Listening to immigrants’ stories and retelling them has gotten Mr. Katz interested in his own story. “I constantly think about what my great grandparents and grandparents experienced when they came to this country, and it makes me want to learn more about it,” he said. “So I started on ancestry.com, and I have found out more about how and when they got here.

“I found my great-grandfather’s naturalization papers,” Mr. Katz continued. “His name was Morris Russakow; he was born in 1872, in what I believe is modern-day Belarus, was beaten and almost killed for being Jewish. He got here in 1904, and was naturalized in 1923, in Connecticut. He was a kosher butcher there.

“And I found another great-grandfather, who lived in Rockland, Maine. The census form had his address, so I google-mapped it, and I found that across the street was an old synagogue, so I googled it. He arrived in 1892; the synagogue opened there just a few years later.

“A small group of Jews arrived there, and clearly the first thing they did was open a synagogue. I think that if I went there, I probably could find his name on a ledger somewhere in the basement.”

The shul, google says, is Adas Yoshuron Synagogue. It’s still open.

As a Jew, Mr. Katz said, and as a reporter who has covered many immigrants’ stories, “I think I kind of viscerally understand the experience of immigration. Even though I was born in this country, and even though as a white man I can pass as a Mayflower American, I don’t feel that way inside.

“The way we take in refugees was created in the wake of the Holocaust,” Mr. Katz said. “It was in response to the often abysmal way the country handled the question of whether to accept Jews fleeing Europe during the war, so it is a constant backdrop to the stories of the refugees.”

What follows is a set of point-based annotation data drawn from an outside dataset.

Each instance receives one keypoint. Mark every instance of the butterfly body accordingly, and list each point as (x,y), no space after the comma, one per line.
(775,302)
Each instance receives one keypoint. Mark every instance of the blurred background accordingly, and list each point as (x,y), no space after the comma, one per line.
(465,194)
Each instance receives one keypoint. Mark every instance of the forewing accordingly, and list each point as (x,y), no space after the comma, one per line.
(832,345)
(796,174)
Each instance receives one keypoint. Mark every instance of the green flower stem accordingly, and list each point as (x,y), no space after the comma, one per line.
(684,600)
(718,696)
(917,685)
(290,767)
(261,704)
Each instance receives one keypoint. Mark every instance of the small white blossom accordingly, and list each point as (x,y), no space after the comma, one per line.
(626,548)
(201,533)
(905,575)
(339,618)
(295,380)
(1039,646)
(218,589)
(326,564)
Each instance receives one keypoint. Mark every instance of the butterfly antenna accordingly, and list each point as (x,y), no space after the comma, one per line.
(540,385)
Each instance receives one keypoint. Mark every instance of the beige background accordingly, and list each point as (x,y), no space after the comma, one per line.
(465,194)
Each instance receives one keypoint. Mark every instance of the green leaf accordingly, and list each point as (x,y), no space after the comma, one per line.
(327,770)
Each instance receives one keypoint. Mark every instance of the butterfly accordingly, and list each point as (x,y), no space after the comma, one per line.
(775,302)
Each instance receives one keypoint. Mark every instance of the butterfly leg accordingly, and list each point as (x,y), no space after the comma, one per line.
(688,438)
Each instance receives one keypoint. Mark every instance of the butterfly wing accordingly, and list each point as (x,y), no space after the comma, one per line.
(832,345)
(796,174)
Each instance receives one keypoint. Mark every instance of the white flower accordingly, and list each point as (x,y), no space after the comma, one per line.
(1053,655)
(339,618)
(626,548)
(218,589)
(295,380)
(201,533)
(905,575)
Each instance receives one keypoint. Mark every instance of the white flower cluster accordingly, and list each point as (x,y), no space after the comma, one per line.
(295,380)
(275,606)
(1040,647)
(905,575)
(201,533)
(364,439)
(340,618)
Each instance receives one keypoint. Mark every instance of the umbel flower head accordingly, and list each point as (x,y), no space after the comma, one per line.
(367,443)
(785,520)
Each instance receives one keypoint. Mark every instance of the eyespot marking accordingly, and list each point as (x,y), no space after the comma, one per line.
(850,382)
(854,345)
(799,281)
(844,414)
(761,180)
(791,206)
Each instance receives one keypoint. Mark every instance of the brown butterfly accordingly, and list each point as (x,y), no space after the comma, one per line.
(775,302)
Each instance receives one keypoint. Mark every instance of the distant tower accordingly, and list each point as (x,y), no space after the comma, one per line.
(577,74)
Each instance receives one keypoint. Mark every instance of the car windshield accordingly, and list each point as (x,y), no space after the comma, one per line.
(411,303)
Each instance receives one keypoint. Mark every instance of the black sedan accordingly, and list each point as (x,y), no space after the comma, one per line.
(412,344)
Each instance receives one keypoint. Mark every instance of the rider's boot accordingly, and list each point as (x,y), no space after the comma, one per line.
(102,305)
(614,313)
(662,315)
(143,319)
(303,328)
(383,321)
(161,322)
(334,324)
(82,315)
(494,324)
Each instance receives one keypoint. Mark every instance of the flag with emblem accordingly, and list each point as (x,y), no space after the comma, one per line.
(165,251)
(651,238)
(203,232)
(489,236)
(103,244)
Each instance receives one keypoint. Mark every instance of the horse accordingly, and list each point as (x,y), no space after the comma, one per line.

And that’s why Mr. Katz tells the immigrants’ stories with such heart.


Who: WNYC reporter Matt Katz

What: Will talk about “How Trump’s Immigration Policies Impact Lives and Change America”

Where: At the JCC U at the Kaplen JCC on the Palisades, 411 East Clinton Ave., Tenafly

When: On Thursday, June 7, at 10:30

And also: After a break for lunch, Dr. Seth Gopin will talk about “Frank Lloyd Wright and the West,” as he looks at what the extraordinary American architect did after he moved to Arizona and settled in Taliesin West.

How much: The full day costs JCC members $35; non-members $42.